Solid organ transplant is a life-saving surgery that offers renewed hope to children living with severe chronic illnesses such as advanced kidney disease, heart disease and liver disease. However, transplant is a very intense procedure that can also take a mental toll on patients and their families – the effects of which have been vastly understudied.
With the aim of addressing this knowledge gap, a team of researchers at BC Children’s Hospital conducted mental health assessments of pediatric patients following a solid organ transplant (kidney, heart or liver). Their work yielded novel insights into the relationships between transplant and depression, anxiety and post-traumatic stress symptoms. The findings, published February 2022 in Pediatric Transplantation, explore ways to better support pediatric transplant patients and their families.
“Kids receiving a transplant, they really have survived a lot in their young lives, and many of them have accumulated repeated traumatic exposures related to their previous medical experiences,” explains Dr. Tom Blydt-Hansen, researcher and director of the multi-organ transplant program at BC Children’s, who was involved in the study. “These are kids that have had bloodwork done on a monthly basis, other tests and procedures to manage organ failure, and some of them have been very unwell.”
Goal is earlier intervention
Dr. Blydt-Hansen’s team, which included researcher and psychologist Dr. Erika Penner, was interested in identifying the factors that contribute to improved quality of life among some of their patients, in the hopes of implementing earlier interventions. They have conducted several studies over the years, including a series evaluating quality of life that showed post-traumatic stress symptoms were highly linked to lower quality of life.
In their more recent study, they conducted mental health assessments of 56 patients between the ages of seven and 20 who received a solid organ transplant, as well as surveys of their family members.
The results show that a small percent of children in the study exhibited clinical signs of depression, at five per cent. However, a substantially larger portion of patients exhibited symptoms of post-traumatic stress after their transplant, almost one in four, and girls were particularly likely to score higher in terms of these symptoms.
Children with transplants reported lower quality of life
Dr. Blydt-Hansen notes the prevalence of depression was lower than what one might expect. “On the flip side, post-traumatic stress symptoms were more common than what we honestly would have predicted. And those symptoms are probably present in parents and siblings as well.”
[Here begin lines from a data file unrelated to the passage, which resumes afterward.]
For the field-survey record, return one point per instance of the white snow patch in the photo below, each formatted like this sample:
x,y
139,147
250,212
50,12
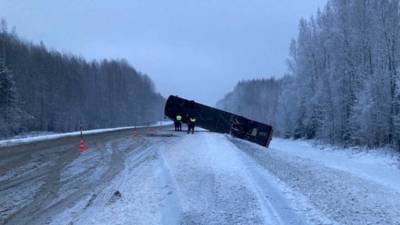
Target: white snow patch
x,y
372,165
38,137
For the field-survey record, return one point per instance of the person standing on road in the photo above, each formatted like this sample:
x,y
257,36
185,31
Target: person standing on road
x,y
178,123
191,124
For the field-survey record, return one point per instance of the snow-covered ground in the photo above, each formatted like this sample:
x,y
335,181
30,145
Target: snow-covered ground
x,y
208,178
43,136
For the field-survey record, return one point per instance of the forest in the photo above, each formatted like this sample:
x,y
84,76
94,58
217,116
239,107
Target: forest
x,y
343,81
46,90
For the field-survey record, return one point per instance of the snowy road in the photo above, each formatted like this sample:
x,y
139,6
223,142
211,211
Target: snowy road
x,y
205,178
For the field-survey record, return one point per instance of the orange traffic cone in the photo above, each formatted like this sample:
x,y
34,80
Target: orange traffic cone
x,y
82,147
135,132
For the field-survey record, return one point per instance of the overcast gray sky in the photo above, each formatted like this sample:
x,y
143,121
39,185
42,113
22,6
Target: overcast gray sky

Importantly, even patients who only exhibited a few symptoms of post-traumatic stress and didn’t meet the clinical threshold of diagnosis still tended to report lower quality of life scores. Dr. Blydt-Hansen says his team plans to further investigate the underlying risk factors for post-traumatic stress in a subsequent study with funding from the Canadian Donation and Transplantation Research Program and the Transplant Research Foundation of BC. The goal is to ultimately offer patients better and more timely mental health interventions and improve outcomes.
“The key is trying to get children with transplants access to mental health services not just when they’re in crisis, but as early as possible in the process to prevent them from experiencing a crisis in the first place,” says Dr. Blydt-Hansen.